It's also easy to chalk up thousands of perfectly legitimate parking tickets to a few incompetent/corrupt parking authorities that you have no evidence exist except anecdotal experiences.

I’ve now read a half a dozen comments in this thread that I can sum up as "I once got a parking ticket that I shouldn't have, all parking authorities are incompetent and corrupt." No one's telling you that you shouldn't be allowed to challenge a ticket or to address the issue with your locally elected official.

> No one's telling you that you shouldn't be allowed to challenge a ticket

I think that's exactly what the person I responded to was saying. If obeying the law never results in being issued a ticket, there's no reason they should allow tickets to be challenged.

I'm not sure where you get that at all. I really see no one anywhere saying anything like that.

The starter of this thread is clearly being tongue in cheek.

The next person was addressing that by arguing that corruption causes people to get unnecessary parking tickets.

The next one was saying that he was overstating that because he himself had managed to avoid that (side note: so have I).

I don't think: "you should not be allowed any redress on parking tickets" was ever broached.

What I take out of this is that there are bad parking tickets and there is a system for dealing with bad parking tickets. No system is perfect, all systems have compromises, design flaws and humans who make real mistakes implementing them.

Accepting this I personally feel revenue from parking tickets is an excellent way to keep taxes lower. I happen to see this process in action as part of my employment, so perhaps I am biased. I have also seen places who basically feel the way you do about parking enforcement and I do not like it (I’m looking at New York here). I will take the tradeoffs and if I choose not to, I will address the problems with my elected officials whose job it is to oversee the budget process to avoid exactly the kinds of corruption we’re speculating exists.

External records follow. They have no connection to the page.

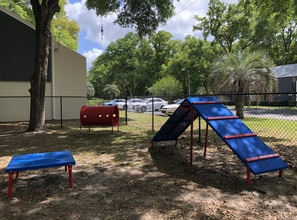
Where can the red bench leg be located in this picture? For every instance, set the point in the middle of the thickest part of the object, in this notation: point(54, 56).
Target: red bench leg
point(70, 176)
point(280, 174)
point(248, 177)
point(10, 178)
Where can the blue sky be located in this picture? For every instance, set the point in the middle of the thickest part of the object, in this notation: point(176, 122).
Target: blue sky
point(91, 44)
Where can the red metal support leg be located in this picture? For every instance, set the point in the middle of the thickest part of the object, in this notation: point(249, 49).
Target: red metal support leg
point(10, 178)
point(280, 174)
point(70, 176)
point(206, 140)
point(248, 177)
point(191, 139)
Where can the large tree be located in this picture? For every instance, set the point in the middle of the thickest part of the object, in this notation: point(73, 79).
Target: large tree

> corruption we’re speculating exists

We're not speculating. I live in a suburb of Philadelphia. Last summer our traffic courts were permanently closed, their cases turned over to the municipal court system. 9 of the traffic court judges, and 3 other city officials, were indicted on criminal charges related to fraud and corruption.

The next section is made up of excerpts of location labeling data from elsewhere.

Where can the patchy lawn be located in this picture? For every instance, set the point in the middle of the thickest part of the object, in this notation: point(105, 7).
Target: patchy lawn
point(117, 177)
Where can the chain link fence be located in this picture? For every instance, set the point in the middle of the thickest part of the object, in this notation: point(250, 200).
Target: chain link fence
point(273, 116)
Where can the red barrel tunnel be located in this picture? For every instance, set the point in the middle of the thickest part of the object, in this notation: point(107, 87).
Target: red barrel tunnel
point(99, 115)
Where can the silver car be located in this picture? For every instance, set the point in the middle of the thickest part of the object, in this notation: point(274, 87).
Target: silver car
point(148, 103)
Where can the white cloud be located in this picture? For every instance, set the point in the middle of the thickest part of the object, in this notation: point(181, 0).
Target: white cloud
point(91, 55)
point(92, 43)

Good, I'm sure they should be indicted.

But that does not indict all parking tickets everywhere or the system of issuing parking tickets. It indicts a suburb of Philadelphia.

It's like saying that when a sports official gets a call wrong (or even worse, is corrupt), it indicts every team that's ever played that sport and the very act of playing that sport.

If that's what I had tried to imply, you'd have a point. Instead, I'm arguing with someone who says there's no evidence of corruption but a few anecdotes, by providing an example proving otherwise. That was the city of Philadelphia for the record, not just the suburb I live in. Big court, millions of citizens, state legislature had to step in to stop the corruption. And it's not the only ticketing authority in the nation with bonafide, verifiable corruption. You're spreading misinformation by repeatedly making that assertion that it's all speculation.

> It's not like they are walking into your driveway and giving you a ticket.

Yeah, they actually do that too [Google: 19,600 results for ticket "parked in my own driveway", and personal experience]. You're either overtly biased by your employment where you're taking part in this revenue, or you're wholly ignorant of what it's like to park regularly in some of the largest cities in this nation. Either way, your commentary is uninformed.